My parents were working class people. Growing up, I didn’t know anyone with a college degree, or in a professional position. Education was not valued in my community, my family, or my peer group.

Due to issues of addiction and mental illness in my family, I ended up on my own and was homeless by around 15 years of age. I dropped out of high school because I had a hard time getting there, and because it didn’t matter to me. For me, school was meaningless, and the kids were pretty mean. I tried to fit in, but I was very introverted, emotionally crushed by my parents, and I could never really get the hang of small talk. The other kids thought I was weird, because I was.

Some guys I knew used to break into cars at the university during class sessions when they were very desperate for money. Once they brought back a briefcase that had combination locks on the latches. They were very careful not to break it open and it took them a long time to pick the locks. I think they were envisioning stacks of cash or something would be inside.
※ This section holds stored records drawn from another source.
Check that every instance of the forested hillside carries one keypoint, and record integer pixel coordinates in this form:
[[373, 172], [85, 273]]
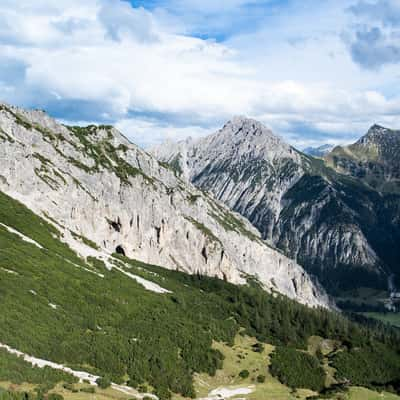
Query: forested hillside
[[58, 307]]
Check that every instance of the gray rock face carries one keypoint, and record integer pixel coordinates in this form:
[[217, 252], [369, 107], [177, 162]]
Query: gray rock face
[[319, 151], [325, 221], [93, 183], [244, 165]]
When they finally got it open, all that was inside was an old-school solar powered calculator, a ruler, and a black notebook. Quite disappointed, they immediately lost interest, and moved on to something else.

I picked up the notebook flipped through the pages. It was page after page of small very neat printing. There was a name inside the front cover, which I can’t remember other than that it was a man’s name. I started reading and was entranced. I remember thinking as I read the words, that these were things I had thought about, concepts and ideas that I had never talked about with anyone. I think it was psychology or philosophy, but I  don’t quite remember the content. What I do remember was the powerful connection I felt to this person. It was as if he were right there talking to me about things that I never knew other people even thought about.

So I read the whole thing. Front to back. I thought at the time it was a student’s notes, but now that I’ve been through a whole lot of school, I believe it was probably a TA, or a professor’s class notes.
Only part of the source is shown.